Fossil Fuel Profits Roar Back

Fossil Fuel Profits Roar Back
Oil and gas companies' contribution to the S&P 500 Index's earnings has nearly doubled from a year ago.

Oil and gas companies’ contribution to the S&P 500 Index’s earnings has nearly doubled from a year ago as high commodity prices and spending discipline spur record profits while sectors like technology face recessionary headwinds. 

Energy now represents more than 10% of the S&P 500’s estimated net income, up from 6.5% at the same time last year, according to data compiled by Bloomberg. Still, energy makes up only 5.3% of the index’s market capitalization even after a dramatic run-up in oil producers’ stock prices last year. 
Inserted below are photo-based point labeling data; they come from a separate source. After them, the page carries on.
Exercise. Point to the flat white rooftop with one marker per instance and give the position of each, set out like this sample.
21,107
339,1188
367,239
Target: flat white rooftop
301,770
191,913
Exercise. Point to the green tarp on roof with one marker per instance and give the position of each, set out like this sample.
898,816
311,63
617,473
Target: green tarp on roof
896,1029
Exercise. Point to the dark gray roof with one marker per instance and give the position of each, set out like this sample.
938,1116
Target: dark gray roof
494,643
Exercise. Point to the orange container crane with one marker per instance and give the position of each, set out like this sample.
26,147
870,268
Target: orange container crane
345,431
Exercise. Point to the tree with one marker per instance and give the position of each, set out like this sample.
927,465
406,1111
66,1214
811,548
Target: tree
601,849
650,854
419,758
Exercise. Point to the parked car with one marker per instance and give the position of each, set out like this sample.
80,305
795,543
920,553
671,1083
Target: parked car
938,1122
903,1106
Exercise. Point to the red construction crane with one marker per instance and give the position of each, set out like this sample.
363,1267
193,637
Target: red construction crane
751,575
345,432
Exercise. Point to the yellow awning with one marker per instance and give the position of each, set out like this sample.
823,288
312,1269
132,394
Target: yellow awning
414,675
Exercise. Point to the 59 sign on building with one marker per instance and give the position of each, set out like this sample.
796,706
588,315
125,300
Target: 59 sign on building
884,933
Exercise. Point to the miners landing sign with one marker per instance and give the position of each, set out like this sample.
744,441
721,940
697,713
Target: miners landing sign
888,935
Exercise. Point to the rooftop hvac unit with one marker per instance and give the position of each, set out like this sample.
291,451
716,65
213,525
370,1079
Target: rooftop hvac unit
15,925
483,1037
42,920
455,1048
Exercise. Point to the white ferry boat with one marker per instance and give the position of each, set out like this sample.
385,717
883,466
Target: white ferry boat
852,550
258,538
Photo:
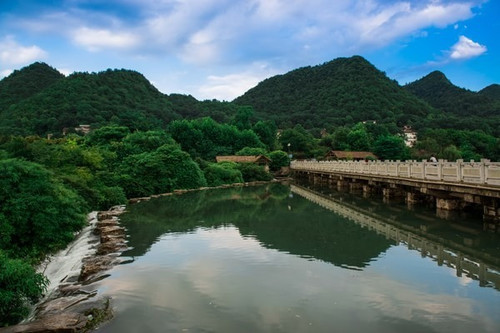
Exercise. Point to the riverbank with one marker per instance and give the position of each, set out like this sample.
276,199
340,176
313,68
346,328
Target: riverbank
72,303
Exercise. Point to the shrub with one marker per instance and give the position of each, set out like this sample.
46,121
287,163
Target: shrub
20,285
278,159
39,213
253,172
223,173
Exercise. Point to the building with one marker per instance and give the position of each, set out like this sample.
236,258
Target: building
410,136
256,159
350,155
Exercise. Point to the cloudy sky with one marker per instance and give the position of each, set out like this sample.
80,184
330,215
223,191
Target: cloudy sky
221,48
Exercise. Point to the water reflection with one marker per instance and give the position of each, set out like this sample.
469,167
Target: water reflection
273,259
269,214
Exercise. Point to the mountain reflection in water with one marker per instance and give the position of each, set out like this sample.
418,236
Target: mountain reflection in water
279,258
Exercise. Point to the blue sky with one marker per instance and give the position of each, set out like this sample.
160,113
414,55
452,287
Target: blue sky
221,48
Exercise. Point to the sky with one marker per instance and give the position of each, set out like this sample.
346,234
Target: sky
218,49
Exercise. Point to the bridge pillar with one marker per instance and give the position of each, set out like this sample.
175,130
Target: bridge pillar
368,190
389,194
342,185
355,187
447,204
491,215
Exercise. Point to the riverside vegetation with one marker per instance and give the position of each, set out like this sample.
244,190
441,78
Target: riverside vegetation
145,142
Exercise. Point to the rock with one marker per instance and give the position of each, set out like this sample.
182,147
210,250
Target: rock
57,323
94,265
112,230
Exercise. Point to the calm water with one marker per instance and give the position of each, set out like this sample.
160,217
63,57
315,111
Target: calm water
281,259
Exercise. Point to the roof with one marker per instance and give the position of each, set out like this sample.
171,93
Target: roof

Analysts expect energy companies’ earnings to stay strong. Even though oil and gas prices have pulled back since the early phases of Russia’s invasion of Ukraine, they’re still higher than they’ve been for much of the past decade. And most producers declined to increase capital spending and ramp up output last year — contrary to the wishes of President Joe Biden — and instead used the windfall to pay back debt and return more cash to shareholders. 

The strategy may not have pleased politicians or consumers, but it has succeeded in rehabilitating the energy sector in investors’ eyes after a decade of underperformance. And there may be more to come, especially as investors look for cash-yielding stocks to weather a potential US recession.